19. Data subject rights

Subject to the conditions and limitations set out under the GDPR, individuals may have the following rights in relation to their personal data:

  • Right of access – to obtain confirmation as to whether ROSS processes personal data relating to them and to receive a copy of such data;
  • Right to rectification – to request correction of inaccurate or incomplete personal data;
  • Right to erasure – to request deletion of personal data in certain circumstances;
  • Right to restriction of processing – to request restriction of processing in certain circumstances;
  • Right to data portability – to receive certain personal data in a structured, commonly used, machine-readable format and to transmit it to another controller, where applicable;
  • Right to object – to object to processing based on legitimate interests, including profiling based on legitimate interests, and to object to direct marketing;
  • Right to withdraw consent – where processing is based on consent, to withdraw that consent at any time; and
  • Right not to be subject to certain automated decisions.

Right to file a complaint with the competent supervisory authority – Romanian National Supervisory Authority for Personal Data Processing – www.dataprotection.ro, another national competent data protection supervisory authority, or the supervisory authority in the EU Member State of their habitual residence, place of work, or place of the alleged infringement.

Data subject’s requests may be addressed to ROSS at privacy@rainbowidea.com. ROSS may need to verify the identity and authority of the person making the request before responding. Where the request concerns personal data processed by ROSS as processor on behalf of a Customer, ROSS may refer the request to the relevant Customer or assist the Customer in accordance with the applicable data processing agreement.

20. Customer responsibilities

Where a Customer provides personal data to ROSS, including personal data relating to Authorized Users, employees, contractors, representatives, recipients, event participants, clients, or other third parties, the Customer is responsible for ensuring that:

  • the personal data has been collected and provided lawfully;
  • an appropriate legal basis exists for the disclosure and processing;
  • all required notices have been provided to the relevant individuals;
  • all required consents or authorizations have been obtained, where applicable;
  • the data is accurate, complete, and up to date;
  • the Customer is entitled to instruct ROSS to process such data for the relevant order, customization, delivery, procurement, or Service purpose; and
  • Customer Materials do not unlawfully include personal data, third-party rights, or restricted content.

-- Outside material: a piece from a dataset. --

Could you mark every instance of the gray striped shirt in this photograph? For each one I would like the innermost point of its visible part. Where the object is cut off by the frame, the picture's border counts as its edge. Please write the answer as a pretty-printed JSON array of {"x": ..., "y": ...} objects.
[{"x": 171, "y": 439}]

21. Third-party links and services

The Website or Platform may contain links to third-party websites, platforms, payment pages, Procurement Systems, logistics tracking pages, or other third-party services.

ROSS is not responsible for the privacy practices, notices, security, or content of third-party websites or services that are not operated by ROSS. Users should review the privacy policies of the relevant third parties before providing personal data to them.

22. Changes to this privacy policy

ROSS may amend or update this Privacy Policy from time to time to reflect changes made to the Website, Platform, and Services.

The updated version will be published on the Website or Platform with an updated date. Where required by applicable law, ROSS may provide additional notice or request consent.

Continued use of the Website, Platform, or Services after publication of an updated Privacy Policy will be subject to the updated version, without prejudice to any rights available under applicable law.